En parlant de « patriotes sincères », Marine Le Pen induit qu’il existerait deux types de patriotes : ceux qui sont sincères et ceux qui ne le sont pas (traduisez : elle fait partie des premiers, les autres, non). Le FN n’est jamais à une contradiction près, de toute manière, plus c’est gros, mieux ça passe : le parti n’hésite pas à convoquer Jaurès (qui « aurait voté Front National » alors même qu’il a été assassiné par un nationaliste), ses représentants les plus médiatiques vont régulièrement fleurir la tombe du général de Gaulle mais font preuve d’un gaullisme à géométrie variable : en décembre dernier, lors d’un débat au Conseil régional portant sur la question d’une meilleure intégration des harkis, anciens supplétifs de l’armée française lors de la guerre d’Algérie, Thibaut de La Tocnaye, élu du Front National au conseil régional de Paca et fils d’Alain de La Tocnaye (membre de l’OAS et deuxième organisateur de l’attentat du Petit-Clamart contre… le général…) a qualifié Christian Estrosi, président de Région, d’« Enfoiré de gaulliste ». Rappelons que le général de Gaulle s’est justement battu contre certains fondateurs du parti nationaliste, comme François Brigneau, collaborationniste, ex-milicien, condamné pour diffamation envers Pierre Lazareff qu’il avait accusé de manquer de patriotisme et d’être un « pourrisseur » « aux ordres du pouvoir gaulliste » (sic).

Ce ne sont là que des faits, historiques ou médiatiques, avérés ou rapportés dans des journaux que le FN aimerait voir muselés. Parce qu’après avoir régulièrement jeté le discrédit sur les médias (qui sont, honte à eux, «militants») il n’y a pas d’autre solution que de les mettre au pas.

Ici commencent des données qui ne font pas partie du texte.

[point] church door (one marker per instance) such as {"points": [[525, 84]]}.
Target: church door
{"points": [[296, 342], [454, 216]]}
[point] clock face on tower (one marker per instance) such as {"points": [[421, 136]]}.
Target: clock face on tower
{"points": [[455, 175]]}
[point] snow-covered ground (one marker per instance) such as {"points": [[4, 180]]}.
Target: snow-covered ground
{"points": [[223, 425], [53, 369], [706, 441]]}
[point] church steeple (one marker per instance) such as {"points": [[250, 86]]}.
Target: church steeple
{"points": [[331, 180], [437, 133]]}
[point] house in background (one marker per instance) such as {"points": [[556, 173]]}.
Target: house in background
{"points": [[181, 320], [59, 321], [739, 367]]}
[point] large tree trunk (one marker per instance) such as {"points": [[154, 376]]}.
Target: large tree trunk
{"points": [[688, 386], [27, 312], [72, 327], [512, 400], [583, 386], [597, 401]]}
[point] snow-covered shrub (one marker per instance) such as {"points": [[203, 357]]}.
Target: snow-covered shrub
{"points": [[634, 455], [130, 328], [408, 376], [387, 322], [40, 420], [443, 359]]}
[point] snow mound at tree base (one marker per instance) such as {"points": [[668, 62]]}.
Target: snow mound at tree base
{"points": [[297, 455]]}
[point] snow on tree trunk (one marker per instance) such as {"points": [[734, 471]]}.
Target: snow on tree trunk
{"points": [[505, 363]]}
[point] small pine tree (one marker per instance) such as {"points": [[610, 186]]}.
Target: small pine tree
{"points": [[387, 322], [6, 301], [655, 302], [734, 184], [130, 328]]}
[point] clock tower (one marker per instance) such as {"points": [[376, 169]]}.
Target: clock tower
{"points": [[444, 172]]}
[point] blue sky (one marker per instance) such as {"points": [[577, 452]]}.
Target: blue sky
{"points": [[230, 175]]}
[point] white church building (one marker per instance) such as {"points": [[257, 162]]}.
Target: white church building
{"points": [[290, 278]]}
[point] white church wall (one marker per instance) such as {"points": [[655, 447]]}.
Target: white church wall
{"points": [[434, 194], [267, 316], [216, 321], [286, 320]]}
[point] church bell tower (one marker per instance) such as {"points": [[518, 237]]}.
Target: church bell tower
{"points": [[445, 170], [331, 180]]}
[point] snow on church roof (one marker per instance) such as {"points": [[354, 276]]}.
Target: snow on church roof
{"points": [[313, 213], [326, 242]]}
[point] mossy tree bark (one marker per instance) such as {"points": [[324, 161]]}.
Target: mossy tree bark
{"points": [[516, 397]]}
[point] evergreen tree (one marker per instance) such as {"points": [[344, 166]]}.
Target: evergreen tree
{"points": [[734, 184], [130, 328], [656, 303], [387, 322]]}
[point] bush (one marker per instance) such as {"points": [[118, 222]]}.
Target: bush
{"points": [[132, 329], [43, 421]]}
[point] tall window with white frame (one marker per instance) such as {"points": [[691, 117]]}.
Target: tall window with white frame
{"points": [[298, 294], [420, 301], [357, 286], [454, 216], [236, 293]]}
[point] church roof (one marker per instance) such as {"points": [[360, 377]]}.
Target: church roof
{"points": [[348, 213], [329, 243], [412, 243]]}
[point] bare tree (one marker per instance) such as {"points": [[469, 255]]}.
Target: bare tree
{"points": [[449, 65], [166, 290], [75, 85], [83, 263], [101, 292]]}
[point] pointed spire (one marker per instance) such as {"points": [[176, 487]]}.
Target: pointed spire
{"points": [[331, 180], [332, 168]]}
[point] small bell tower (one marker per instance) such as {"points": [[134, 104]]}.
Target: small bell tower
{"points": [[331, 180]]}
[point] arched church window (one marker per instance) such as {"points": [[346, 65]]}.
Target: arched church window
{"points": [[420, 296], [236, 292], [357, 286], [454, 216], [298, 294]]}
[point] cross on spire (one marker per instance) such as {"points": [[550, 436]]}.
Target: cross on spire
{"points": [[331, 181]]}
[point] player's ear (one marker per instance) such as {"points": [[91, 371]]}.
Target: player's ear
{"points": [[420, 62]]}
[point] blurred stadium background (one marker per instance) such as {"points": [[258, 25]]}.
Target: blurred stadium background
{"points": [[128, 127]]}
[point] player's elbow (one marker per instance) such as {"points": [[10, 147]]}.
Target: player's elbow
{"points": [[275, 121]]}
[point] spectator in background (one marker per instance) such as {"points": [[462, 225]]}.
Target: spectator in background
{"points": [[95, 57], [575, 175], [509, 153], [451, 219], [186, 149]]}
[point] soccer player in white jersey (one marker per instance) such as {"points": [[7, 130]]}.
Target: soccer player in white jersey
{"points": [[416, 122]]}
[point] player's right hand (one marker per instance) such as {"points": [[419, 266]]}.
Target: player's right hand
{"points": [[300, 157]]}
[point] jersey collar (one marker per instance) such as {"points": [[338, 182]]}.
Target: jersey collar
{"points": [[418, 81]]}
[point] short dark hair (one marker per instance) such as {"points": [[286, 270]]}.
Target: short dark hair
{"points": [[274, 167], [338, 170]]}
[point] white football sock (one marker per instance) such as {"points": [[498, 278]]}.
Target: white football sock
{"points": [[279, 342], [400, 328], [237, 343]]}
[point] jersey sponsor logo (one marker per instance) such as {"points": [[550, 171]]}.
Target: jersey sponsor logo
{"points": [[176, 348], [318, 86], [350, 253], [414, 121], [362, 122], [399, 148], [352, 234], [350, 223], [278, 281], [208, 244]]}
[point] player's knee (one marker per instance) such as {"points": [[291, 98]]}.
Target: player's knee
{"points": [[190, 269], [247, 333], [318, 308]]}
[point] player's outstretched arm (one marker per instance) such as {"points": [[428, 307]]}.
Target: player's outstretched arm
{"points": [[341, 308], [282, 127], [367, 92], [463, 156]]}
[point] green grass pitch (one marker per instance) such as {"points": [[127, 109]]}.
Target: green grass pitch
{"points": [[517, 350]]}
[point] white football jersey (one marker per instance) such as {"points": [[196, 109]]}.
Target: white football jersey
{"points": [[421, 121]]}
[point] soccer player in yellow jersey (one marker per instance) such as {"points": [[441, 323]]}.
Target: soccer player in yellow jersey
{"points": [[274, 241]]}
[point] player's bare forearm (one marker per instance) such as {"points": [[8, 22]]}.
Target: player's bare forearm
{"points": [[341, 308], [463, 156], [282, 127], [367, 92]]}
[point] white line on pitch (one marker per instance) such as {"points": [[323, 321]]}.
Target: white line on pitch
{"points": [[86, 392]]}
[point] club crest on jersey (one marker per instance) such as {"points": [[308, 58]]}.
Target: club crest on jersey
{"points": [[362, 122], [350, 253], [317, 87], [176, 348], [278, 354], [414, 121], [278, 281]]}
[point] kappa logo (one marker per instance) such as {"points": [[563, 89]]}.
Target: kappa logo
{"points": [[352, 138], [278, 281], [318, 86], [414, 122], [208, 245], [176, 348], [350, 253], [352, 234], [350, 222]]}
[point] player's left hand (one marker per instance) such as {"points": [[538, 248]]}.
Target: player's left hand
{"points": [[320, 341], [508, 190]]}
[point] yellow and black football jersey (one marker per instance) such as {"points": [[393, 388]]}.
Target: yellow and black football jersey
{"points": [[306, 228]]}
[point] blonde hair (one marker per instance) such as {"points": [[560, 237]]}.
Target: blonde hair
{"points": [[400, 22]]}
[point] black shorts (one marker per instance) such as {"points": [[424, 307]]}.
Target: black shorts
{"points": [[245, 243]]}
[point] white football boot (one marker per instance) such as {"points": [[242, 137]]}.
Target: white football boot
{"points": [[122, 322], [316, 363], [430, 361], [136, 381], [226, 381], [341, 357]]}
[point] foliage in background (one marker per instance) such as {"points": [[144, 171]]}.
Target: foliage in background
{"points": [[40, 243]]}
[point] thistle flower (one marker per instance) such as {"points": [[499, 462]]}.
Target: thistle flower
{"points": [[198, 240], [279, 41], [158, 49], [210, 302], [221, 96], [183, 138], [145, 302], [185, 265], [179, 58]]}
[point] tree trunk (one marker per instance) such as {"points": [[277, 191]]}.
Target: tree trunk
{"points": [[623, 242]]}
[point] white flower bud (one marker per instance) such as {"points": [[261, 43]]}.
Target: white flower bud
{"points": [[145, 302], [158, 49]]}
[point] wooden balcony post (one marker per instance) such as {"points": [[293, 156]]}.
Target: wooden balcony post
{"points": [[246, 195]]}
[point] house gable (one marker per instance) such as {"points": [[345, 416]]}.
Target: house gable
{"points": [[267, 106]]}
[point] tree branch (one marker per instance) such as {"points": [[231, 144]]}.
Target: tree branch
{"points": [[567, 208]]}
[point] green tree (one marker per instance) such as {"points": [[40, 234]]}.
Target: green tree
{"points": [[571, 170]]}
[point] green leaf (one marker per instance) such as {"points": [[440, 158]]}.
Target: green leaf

Une info circule depuis deux jours : sur LCI, Aymeric Merlaud, conseiller régional des Pays-de-la-Loire, avance qu’au FN « on souhaite créer un ordre des journalistes (…) qui pourra sanctionner les pratiques mauvaises ». Une mesure qui ne figurerait pas dans le programme de Marine Le Pen et qu’a d’ailleurs rapidement récusée Florian Philippot, est-il précisé dans l’article du Huffington Post et la vidéo de LCI.

Réagissant aux propos d’un journaliste de France Info qualifiant le Front national de «parti d’extrême-droite» (25 avril 2017), Florian Philippot, vice-président du FN, a dénoncé une « insulte » d’un « chroniqueur, présentateur » envers les électeurs frontistes : « votre chroniqueur se permet d’utiliser le terme d’extrême-droite, on n’insulte pas 7,7 millions de Français ainsi, y compris sur le service public » (à 18’30 de la vidéo sur le site de France Info). Florian Philippot a recours à une vieille ficelle politicienne, accusant le journaliste d’« insulter » les électeurs alors qu’ils qualifient simplement le parti qu’il copréside, tout en se victimisant via un raisonnement fallacieux et en dépréciant la profession de son interlocuteur. Réponse de Jean-Michel Aphatie : « c’est un choix éditorial de France Info de qualifier le courant de pensée auquel vous appartenez en fonction de son histoire ». Florian Philippot aura au moins échoué à obliger les journalistes à ne pas dire ce qu’ils veulent. En revanche, trop peu de questions sur les affaires visant le parti et son financement, sur les mises en examen, sur les emplois fictifs, sur les accointances douteuses avec les nationalistes européens, sur sa curieuse conception de la liberté de la presse…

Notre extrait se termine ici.